The Lost City of Ugarit

By Namit Arora

With Syria in the news, I’ve dusted off an account I wrote a few months after my visit there in Feb 2001. I’ve also created an 8-min video from my archives, using music by Fairuz for soundtrack. While I look at contemporary Syrian society and politics, the bulk of my narrative is on Ugarit, a nearly 4,000-year-old city held to be the birthplace of the alphabet. We know a fair bit about it from its surviving clay tablets, written in this first alphabet. One tablet even has this timeless reminder to men: ‘Do not tell your wife where you hide your money.’

The road to Lattakia goes over the Anti-Lebanon Range. I had left Aleppo under a blue sky at noon; now a thick fog rolls in, tall conifers appear in the valleys, visibility drops. The pop Arabic music in the bus gets louder but does not deter my fellow passengers from dozing. Handsome villages with brick houses, clean streets, and small domed mosques appear now and again. The bus stops at a rest area with gift shops and restaurants and arrives in Lattakia by early evening. I take a cab to the city center and find a hotel. It is my tenth day in Syria.

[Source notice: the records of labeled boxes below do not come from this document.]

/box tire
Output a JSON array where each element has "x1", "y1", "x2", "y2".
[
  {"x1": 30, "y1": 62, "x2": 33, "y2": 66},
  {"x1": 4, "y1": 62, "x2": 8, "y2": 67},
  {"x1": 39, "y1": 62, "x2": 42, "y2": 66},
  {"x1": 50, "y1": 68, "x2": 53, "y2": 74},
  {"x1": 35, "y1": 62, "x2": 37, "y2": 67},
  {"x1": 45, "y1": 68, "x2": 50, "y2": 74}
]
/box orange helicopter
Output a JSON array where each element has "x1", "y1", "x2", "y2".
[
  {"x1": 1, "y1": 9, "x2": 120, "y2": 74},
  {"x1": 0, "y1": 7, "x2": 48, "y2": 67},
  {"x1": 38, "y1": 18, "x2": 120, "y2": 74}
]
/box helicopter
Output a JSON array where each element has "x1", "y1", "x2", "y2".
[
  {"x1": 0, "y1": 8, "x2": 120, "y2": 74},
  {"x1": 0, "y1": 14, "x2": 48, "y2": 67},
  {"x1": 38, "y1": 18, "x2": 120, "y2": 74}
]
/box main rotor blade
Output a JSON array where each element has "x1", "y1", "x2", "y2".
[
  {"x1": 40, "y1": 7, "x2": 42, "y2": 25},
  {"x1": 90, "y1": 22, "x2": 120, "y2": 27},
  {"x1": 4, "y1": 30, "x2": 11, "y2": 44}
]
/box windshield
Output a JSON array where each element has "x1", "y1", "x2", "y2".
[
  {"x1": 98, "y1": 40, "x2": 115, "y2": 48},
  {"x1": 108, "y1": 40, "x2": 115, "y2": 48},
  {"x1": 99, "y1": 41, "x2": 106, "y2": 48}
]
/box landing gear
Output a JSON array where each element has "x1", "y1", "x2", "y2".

Lattakia lies on the Mediterranean coast of Syria and is one of its most modern towns. I see well-groomed women flaunting their feminine charms in tight jeans, sleek coats, flowing dark hair, makeup, décolletage. It feels like Eastern Europe. The evening prayer from a mosque comes wafting down rooftops just in time to remind me: I am in an Islamic country. Its socialistic aims clearly run counter to those of radical Islam, virtually absent in Syria. Just days ago, curiosity led me to ask a few urban young men: which Arab country has the hottest women? The winner: Lebanon, Syria next, and tied for third spot: Tunisia, Jordan, Kuwait. I imagine local young women waging a million mutinies daily—in dress, movement, occupation, choice of mates. Each new threshold crossed a potential source of angst and family drama. An intricate web of connections, customs, certitudes, all subject to modernizing change.